Teaching self-regulation at an early age has a positive effect on children's later educational success

A study by the Universities of Zurich and Mainz has shown that teaching attention and impulse management to children in primary school has a long-term positive effect on their later educational success.

Self-regulation, the ability to manage attention, emotions and impulses and to persistently pursue individual goals, is not a skill that we normally associate with young children. However, the pandemic-related school closures and the increased use of digital media by children have now shown how important these skills are, especially for children.

Studies show that people who demonstrated self-regulation as children have, on average, higher income, better health, and greater life satisfaction. They also show that the ability to self-regulate can be specifically trained in childhood. How can training self-regulation skills be integrated into everyday primary school life without taking up too much teaching time? Is it possible to adequately teach an abstract self-regulation strategy to young students? Does teaching such skills have the potential to improve educational success in the long term?

Self-regulation improves even with short training sessions

An international team from the Department of Economics at the University of Zurich (Switzerland) and the Johannes Gutenberg University Mainz (Germany) investigated these questions. Using a randomized controlled study in primary schools with more than 500 first graders, the research team was able to show that even a short training session led to a significant and lasting improvement in self-regulation.
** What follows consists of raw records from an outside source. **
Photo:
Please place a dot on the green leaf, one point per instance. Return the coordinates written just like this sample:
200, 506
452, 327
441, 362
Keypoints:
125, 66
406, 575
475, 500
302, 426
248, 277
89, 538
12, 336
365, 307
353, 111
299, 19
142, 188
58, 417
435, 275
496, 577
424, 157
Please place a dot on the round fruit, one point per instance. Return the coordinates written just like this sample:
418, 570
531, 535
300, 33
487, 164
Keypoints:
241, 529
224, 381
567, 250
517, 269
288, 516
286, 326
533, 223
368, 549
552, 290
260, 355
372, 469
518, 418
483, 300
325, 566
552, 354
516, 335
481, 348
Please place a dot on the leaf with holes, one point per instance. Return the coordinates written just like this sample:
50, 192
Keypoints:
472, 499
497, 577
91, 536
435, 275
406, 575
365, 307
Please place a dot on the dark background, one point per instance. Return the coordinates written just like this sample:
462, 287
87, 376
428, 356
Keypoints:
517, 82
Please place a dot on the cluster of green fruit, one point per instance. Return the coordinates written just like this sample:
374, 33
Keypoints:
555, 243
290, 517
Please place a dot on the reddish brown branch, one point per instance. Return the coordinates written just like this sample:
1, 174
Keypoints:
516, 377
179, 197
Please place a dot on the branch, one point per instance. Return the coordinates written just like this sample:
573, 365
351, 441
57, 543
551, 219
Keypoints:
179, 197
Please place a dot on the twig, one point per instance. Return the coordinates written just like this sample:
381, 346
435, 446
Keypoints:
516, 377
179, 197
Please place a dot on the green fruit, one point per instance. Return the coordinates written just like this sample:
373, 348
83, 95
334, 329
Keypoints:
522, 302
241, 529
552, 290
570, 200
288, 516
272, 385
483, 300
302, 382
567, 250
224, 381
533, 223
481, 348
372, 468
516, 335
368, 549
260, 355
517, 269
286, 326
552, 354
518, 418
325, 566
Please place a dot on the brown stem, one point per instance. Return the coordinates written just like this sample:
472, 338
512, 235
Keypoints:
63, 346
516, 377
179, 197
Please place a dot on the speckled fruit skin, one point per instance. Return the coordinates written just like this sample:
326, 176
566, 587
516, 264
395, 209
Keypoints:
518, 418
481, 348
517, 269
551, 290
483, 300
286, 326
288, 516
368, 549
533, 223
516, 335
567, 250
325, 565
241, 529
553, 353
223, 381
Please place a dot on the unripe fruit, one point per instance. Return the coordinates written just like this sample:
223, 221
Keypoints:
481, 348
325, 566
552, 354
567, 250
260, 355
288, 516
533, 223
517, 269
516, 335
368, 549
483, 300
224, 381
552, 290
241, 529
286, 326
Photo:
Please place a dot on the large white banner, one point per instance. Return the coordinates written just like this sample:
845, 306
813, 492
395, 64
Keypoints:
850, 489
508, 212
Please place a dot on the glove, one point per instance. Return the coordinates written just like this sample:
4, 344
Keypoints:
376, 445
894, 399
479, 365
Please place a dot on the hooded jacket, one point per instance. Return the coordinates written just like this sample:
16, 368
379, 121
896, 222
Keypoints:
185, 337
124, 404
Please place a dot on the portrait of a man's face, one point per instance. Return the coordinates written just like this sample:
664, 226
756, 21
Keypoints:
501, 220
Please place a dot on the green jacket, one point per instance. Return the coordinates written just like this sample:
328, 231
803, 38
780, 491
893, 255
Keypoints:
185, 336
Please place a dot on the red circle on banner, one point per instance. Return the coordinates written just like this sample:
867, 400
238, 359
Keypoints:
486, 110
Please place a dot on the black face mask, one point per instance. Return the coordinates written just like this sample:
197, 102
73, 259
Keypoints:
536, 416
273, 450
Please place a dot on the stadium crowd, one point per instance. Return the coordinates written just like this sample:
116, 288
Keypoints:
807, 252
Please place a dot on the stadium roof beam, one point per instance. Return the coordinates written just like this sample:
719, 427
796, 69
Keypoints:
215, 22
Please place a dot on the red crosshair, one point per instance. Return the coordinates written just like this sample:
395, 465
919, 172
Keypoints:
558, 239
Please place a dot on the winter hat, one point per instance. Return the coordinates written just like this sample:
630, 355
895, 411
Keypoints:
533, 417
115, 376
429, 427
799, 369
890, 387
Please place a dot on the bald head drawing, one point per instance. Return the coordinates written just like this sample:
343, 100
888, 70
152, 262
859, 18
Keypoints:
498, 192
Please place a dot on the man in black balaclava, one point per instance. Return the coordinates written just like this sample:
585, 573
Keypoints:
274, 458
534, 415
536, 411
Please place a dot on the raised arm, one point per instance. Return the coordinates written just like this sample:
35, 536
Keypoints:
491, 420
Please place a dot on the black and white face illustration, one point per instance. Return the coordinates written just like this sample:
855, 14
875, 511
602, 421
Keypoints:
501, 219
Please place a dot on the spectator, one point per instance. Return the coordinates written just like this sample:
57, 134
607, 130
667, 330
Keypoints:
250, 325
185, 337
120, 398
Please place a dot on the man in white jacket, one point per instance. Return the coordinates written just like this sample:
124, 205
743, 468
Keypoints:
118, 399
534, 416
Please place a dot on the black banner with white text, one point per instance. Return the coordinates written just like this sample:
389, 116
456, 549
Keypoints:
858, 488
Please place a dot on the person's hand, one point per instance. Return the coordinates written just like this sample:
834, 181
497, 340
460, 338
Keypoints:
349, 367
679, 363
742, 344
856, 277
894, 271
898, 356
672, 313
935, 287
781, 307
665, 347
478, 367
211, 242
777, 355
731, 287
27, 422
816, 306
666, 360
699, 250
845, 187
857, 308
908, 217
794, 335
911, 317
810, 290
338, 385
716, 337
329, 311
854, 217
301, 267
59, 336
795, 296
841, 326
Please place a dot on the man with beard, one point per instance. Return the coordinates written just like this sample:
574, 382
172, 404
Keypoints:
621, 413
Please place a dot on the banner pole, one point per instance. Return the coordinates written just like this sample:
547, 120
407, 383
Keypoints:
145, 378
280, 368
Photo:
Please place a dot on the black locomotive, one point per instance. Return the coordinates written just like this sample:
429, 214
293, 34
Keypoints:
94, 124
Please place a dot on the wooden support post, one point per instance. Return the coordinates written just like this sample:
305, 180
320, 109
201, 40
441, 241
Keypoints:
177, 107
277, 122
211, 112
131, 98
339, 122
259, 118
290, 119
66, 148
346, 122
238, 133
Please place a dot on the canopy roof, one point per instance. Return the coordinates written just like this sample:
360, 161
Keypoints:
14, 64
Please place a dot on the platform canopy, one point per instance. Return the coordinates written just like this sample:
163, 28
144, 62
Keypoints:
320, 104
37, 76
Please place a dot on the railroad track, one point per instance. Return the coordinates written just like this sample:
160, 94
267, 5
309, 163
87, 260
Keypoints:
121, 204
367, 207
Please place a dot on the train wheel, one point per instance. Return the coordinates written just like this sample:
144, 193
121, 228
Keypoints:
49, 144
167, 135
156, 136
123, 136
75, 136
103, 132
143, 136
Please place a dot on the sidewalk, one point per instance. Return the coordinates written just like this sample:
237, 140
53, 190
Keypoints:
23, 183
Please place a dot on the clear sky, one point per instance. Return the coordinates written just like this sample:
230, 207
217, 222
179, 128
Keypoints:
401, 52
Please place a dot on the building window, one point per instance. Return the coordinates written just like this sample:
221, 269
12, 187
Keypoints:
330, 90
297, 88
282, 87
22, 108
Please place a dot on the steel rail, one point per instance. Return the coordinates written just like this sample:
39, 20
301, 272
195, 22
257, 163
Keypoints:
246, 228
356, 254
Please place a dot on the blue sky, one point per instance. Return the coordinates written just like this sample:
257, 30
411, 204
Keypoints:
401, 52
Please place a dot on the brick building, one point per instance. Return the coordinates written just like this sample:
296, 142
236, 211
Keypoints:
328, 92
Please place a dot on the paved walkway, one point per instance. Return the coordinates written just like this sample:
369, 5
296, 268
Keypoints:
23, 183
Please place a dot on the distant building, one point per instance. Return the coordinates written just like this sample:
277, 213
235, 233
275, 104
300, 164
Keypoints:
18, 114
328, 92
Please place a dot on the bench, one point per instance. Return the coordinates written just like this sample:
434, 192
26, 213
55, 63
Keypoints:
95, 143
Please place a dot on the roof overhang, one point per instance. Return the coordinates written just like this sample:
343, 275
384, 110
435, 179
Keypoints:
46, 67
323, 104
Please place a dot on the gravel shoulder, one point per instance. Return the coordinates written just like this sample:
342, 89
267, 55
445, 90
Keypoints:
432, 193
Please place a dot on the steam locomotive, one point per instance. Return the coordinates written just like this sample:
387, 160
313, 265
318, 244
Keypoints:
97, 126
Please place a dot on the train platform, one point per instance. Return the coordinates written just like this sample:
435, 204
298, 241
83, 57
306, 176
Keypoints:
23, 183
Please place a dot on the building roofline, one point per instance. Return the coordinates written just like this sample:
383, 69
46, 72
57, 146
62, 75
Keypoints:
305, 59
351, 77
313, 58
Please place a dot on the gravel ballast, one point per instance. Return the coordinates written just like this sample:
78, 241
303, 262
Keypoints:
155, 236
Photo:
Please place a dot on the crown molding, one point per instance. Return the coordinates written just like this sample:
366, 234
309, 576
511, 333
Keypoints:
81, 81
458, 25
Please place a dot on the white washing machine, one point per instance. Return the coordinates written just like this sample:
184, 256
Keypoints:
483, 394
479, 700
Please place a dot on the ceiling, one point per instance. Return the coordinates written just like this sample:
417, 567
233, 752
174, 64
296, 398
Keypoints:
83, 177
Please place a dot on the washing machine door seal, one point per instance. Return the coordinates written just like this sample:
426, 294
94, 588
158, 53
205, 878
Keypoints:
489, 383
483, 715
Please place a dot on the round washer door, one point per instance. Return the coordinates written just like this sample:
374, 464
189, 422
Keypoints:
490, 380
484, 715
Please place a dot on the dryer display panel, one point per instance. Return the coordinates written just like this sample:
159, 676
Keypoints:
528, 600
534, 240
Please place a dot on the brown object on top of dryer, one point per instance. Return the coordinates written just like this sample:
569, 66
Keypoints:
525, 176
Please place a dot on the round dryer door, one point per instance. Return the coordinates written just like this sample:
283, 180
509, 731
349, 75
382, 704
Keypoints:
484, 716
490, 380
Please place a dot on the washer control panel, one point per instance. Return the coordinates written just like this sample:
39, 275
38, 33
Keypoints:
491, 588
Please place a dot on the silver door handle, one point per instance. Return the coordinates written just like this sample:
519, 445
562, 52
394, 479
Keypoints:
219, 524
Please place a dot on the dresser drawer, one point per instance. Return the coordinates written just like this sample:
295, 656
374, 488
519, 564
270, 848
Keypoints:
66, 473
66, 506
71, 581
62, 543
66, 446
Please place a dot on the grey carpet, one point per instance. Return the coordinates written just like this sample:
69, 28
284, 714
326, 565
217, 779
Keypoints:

The training not only impacted self-regulation skills; The children had significantly improved reading skills and an improved focus on careless errors one year after training and were also significantly more likely to be admitted to high school three years after training.

Our study has shown how the training of this competence can be embedded early and explicitly into primary school lessons. Increasing self-regulation allows children to take more responsibility for their own learning and to set and work towards goals for themselves.”

Ernst Fehr, Professor, Faculty of Economics, University of Zurich

According to the last author, the easy scalability of the program can improve children's comprehensive key skills, which are fundamental for good educational attainment and a successful later life.

Easy integration into the regular timetable

Due to concerns arising from previous practical experience, the study authors designed the training sessions to be extremely cost-effective and time-saving so that they could be used in any elementary school setting: The training session lasted only five hours, and teachers took part in a three-hour training and received ready-made teaching materials that they could integrate directly into the regular lesson plan.

The training sessions were based on the MCII strategy (“Mental Contrasting with Implementation Intentions”), which has already been the subject of excellent research studies with adults and older students. The teachers presented the abstract strategy in a playful way using a picture book and the example of a hurdler. In a first step, the children imagined the positive effects of achieving a goal. They compared them to the obstacles they might encounter along the way (“Mental Contrasting”). The children then identified specific behaviors to address the obstacles and develop “when-then” plans (“implementation intention”).

Positive impact on society

"What's special about our study are the long-term follow-up effects that this short training session can have. These effects benefit the child and are transferred to society as a whole in a variety of ways over the course of the child's life," says lead author Daniel Schunk, Professor of Public and Behavioral Economics at Johannes Gutenberg University Mainz. “The fact that early investments in such basic skills not only benefit the child alone, but also society, should be given greater consideration in education policy.”

Source:

University of Zurich

Reference:

Schunk, D., et al. (2022) Teaching self-regulation. Nature human behavior. doi.org/10.1038/s41562-022-01449-w.